In the 1980s when I was a programmer and consultant at Hoskyns in London I was invariably the last to fill in my weekly timesheet. I hated timesheets. They were an unreasonable intrusion. How I spent my time, I felt, was no one’s business but my own, as long as I was doing a good job.
Now, thirty years later, I’m the designer of a timesheet system and I go around the world telling everyone how important timesheets are. Who would have thought it?

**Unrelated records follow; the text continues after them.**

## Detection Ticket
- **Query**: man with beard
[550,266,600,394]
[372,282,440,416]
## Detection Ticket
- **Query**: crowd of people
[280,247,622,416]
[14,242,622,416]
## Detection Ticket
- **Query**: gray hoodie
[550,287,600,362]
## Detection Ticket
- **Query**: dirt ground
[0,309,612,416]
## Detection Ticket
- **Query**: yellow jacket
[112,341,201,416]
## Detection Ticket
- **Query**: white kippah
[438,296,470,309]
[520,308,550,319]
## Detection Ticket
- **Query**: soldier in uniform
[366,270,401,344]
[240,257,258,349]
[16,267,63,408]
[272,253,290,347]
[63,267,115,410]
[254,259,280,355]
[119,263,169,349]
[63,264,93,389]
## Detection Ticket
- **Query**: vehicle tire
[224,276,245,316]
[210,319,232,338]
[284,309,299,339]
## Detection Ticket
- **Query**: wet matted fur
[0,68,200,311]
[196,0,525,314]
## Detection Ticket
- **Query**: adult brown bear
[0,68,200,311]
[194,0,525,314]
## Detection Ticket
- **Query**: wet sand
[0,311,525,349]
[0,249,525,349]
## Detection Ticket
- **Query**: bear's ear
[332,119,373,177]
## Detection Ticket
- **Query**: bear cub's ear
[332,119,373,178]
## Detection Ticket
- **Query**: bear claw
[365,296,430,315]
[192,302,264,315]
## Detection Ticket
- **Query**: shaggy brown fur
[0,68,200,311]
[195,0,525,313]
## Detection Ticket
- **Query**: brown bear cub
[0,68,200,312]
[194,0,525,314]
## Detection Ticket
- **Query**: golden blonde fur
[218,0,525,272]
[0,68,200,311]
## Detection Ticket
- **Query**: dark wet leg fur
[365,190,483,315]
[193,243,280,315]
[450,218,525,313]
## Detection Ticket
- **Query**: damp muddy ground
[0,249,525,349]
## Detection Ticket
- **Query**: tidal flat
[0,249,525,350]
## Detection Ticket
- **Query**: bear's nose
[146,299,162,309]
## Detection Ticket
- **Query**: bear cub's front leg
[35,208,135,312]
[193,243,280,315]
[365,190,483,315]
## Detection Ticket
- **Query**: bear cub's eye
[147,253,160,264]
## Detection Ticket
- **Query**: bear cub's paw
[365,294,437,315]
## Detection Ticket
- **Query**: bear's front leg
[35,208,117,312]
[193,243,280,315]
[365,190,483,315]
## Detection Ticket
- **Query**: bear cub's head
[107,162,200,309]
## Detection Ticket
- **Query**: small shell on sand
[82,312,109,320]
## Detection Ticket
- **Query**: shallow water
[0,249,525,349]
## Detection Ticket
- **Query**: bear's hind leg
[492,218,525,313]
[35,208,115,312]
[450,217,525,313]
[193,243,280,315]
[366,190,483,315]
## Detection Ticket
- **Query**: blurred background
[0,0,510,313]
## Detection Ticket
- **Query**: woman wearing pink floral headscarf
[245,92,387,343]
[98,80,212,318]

So many of our youthful enthusiasms and prejudices seem unreasonable as we age. Platform heels, cheese-cloth shirts, transcendental meditation, Chianti flasks with candles, the music of John Cage, Tony Blair, all seem inexplicable enthusiasms now. How odd It seems that I thought it was no business of my employer to know how I spent my working time.
But getting consultants to fill in their timesheets is just the first battle of many if you’re managing a professional services firm. Getting your consultants to tell the truth is the second and larger battle. These are some of the voiced and unvoiced reasons why consultants don’t record time accurately:
- ‘I always put eight hours. It’s the easiest thing to do.’
- ‘I didn’t feel I could charge the client. I don’t think the work I did was really worth what he’d have to pay.’
- ‘I don’t want my boss to see that it took me so long.”
- ‘I never charge more than a whole day, even if I work extra hours.’
- ‘It’s a fixed price project and there aren’t any hours left.’
- ‘I don’t like to charge for time I spend on research. The client expects me to know what I’m talking about.
- ‘It was only a few minutes work. Not worth recording, surely.’
- ‘It’s an internal project. No one minds how many hours I record against it.’
- ‘I made a little mistake on the project. It really didn’t take me long to put it right.’
- ‘I wanted to make it really perfect, so I spent some of my own time on it.’
- ‘I know we need more work of this kind, and we won’t get it if we’re completely honest about how long it takes.’
- ‘I won’t get my bonus if I don’t hit 35 chargeable hours a week.’
- ‘This client doesn’t care how much we charge. The other one does. So I put all my time on the first one.’
- ‘The work was useful for two of my clients, so why not record it twice. We can charge them both.’
- ‘I can’t record time correctly because the law doesn’t allow me to work overtime.’
You can penalise staff who don’t submit their timesheets by reducing their bonuses or applying some other harsh measure. Making sure they tell the truth is a matter of explanation and encouragement.
But without knowing how long tasks take you’ll never know if you are charging too much or too little for the work you do, and you’ll never know if you’re staff are working too hard or just idling their time away.
So, try to convince your staff that timesheets must be done on time and must be truthful. And if there’s a young man in platform heels and a cheese-cloth shirt listening to some weird modern music, and scowling, tell him to grow up!